After a hotly debated referendum that has gripped all corners of the world, the UK is to leave the European Union. Supporters of Brexit shared a number of reasons for the UK to go alone, and cited differing opinions on the economy, employment, immigration policies and consumer affairs than supporters in the remain camp. Brexit supporters believe that relieving themselves from the EU will free them of burdening regulations, help control immigration and ultimately create more jobs.
There have already been immediate effects of Brexit including the plummeting of the pound, the lowest it has been since 1985, along with the decline in the FTSE. Plus the recent stepping down of Prime Minister David Cameron has shocked the world.
In the midst of this historic whirlwind taking place, we can’t help but question what will happen to the property market – specifically for South East Asia.

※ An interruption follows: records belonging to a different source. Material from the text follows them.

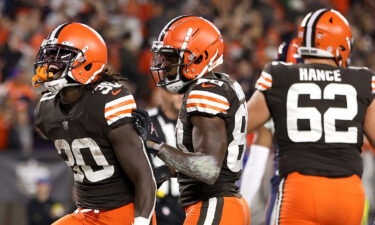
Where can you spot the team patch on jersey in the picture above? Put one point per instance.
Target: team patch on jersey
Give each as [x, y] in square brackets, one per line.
[119, 108]
[264, 82]
[206, 102]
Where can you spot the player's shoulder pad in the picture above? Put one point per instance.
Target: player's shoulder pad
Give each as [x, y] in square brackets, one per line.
[117, 101]
[208, 96]
[152, 112]
[358, 68]
[48, 96]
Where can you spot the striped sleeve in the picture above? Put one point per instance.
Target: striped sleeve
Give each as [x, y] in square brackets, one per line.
[264, 82]
[206, 102]
[119, 108]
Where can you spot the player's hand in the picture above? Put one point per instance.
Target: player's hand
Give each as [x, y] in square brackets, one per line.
[144, 127]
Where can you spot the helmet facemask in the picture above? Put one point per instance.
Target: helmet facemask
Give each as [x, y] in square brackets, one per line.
[167, 66]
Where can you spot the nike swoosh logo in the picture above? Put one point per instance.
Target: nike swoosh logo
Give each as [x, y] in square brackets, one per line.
[208, 85]
[116, 92]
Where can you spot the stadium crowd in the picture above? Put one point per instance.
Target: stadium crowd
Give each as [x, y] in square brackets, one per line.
[252, 31]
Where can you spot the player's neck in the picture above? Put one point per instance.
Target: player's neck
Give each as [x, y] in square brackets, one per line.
[330, 62]
[169, 113]
[70, 94]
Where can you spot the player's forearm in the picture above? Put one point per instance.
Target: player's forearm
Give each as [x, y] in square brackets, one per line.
[144, 200]
[200, 166]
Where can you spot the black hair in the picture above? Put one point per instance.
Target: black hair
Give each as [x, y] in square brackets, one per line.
[106, 76]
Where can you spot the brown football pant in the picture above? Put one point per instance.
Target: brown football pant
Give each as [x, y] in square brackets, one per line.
[218, 211]
[123, 215]
[315, 200]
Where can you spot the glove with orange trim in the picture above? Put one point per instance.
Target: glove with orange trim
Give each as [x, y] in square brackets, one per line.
[40, 76]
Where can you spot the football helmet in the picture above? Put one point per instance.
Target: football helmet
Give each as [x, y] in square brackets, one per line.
[326, 33]
[72, 54]
[288, 52]
[186, 49]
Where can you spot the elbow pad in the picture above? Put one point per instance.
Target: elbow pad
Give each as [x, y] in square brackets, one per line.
[161, 174]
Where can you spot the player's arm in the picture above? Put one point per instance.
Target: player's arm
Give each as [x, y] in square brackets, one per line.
[369, 123]
[257, 109]
[130, 152]
[209, 141]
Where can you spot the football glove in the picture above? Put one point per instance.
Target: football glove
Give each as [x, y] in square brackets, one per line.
[145, 128]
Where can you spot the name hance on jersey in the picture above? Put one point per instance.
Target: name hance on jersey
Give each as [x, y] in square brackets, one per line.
[311, 74]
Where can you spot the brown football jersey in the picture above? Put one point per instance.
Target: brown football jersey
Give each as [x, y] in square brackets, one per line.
[80, 137]
[318, 111]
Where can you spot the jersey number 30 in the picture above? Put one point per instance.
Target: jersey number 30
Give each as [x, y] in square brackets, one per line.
[76, 161]
[329, 117]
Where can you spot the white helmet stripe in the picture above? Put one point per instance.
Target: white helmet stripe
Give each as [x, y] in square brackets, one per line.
[57, 31]
[310, 27]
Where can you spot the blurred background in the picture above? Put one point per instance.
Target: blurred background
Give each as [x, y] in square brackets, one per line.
[36, 186]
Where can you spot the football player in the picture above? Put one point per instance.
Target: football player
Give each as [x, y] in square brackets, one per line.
[164, 118]
[211, 126]
[261, 148]
[86, 113]
[320, 109]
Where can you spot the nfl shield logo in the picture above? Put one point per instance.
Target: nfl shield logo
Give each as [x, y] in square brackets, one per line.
[65, 125]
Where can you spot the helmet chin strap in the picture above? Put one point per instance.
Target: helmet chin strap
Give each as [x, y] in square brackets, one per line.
[57, 85]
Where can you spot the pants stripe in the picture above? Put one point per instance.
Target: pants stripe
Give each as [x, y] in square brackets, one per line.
[211, 211]
[218, 211]
[279, 200]
[203, 213]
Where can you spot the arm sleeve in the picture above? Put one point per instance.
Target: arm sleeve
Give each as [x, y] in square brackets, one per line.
[264, 82]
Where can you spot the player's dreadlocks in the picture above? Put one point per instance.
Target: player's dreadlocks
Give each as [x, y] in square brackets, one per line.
[107, 76]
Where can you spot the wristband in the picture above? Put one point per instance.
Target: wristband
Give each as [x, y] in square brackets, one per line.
[141, 221]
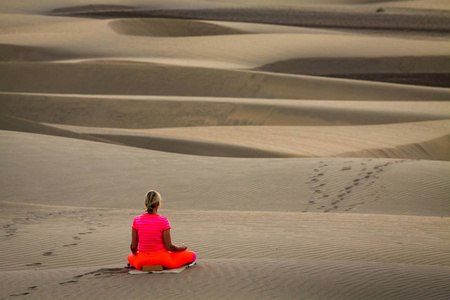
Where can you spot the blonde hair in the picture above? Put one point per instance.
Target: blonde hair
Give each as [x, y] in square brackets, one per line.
[152, 200]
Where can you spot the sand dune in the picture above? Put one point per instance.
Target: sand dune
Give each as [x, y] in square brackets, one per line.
[301, 147]
[154, 79]
[426, 140]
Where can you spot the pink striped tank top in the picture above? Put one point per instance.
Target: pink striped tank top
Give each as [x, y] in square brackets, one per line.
[150, 229]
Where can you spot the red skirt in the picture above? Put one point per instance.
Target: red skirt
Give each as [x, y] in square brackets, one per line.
[168, 260]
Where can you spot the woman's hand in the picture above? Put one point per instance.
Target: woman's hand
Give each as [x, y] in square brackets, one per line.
[182, 247]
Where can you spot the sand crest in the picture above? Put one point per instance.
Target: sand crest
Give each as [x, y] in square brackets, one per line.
[302, 148]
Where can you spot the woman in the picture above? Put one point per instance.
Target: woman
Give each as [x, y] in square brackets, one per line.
[151, 243]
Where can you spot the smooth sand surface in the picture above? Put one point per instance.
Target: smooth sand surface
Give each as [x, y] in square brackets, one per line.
[302, 148]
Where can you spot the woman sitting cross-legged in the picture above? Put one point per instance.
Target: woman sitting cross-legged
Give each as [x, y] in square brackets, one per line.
[151, 243]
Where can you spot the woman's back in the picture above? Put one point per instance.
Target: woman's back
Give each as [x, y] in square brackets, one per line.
[150, 229]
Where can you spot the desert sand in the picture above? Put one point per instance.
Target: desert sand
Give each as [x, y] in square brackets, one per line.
[302, 148]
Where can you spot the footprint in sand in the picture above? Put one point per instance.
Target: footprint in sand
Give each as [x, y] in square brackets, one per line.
[69, 281]
[33, 265]
[21, 294]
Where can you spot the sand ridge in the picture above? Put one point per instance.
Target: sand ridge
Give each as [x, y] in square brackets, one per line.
[301, 147]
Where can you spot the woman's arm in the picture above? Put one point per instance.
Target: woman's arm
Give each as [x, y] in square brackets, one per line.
[168, 243]
[134, 241]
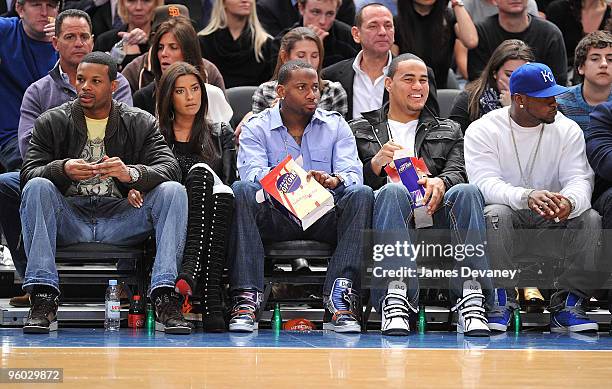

Director of Cornerstone International Properties, Virata Thaivasigamony, commented that Brexit could be considered as a silver lining for overseas property investors, as a weak pound creates more opportunities in terms of currency exchange rates. Not to mention parents who send their children to the UK for university will also save on tuition fees. Nevertheless, British property will remain attractive to high-net-worth buyers, a sentiment that is echoed by property firms Knight Frank, Savills and Jones Lang LaSalle.
Questions continue to arise and changes, if any, for the property market are expected to be slow. Whilst it is remains that investors wanting to enter the UK market should carry out their due diligence, it cannot be ignored the opportunity to invest in UK property is at a historically low rate.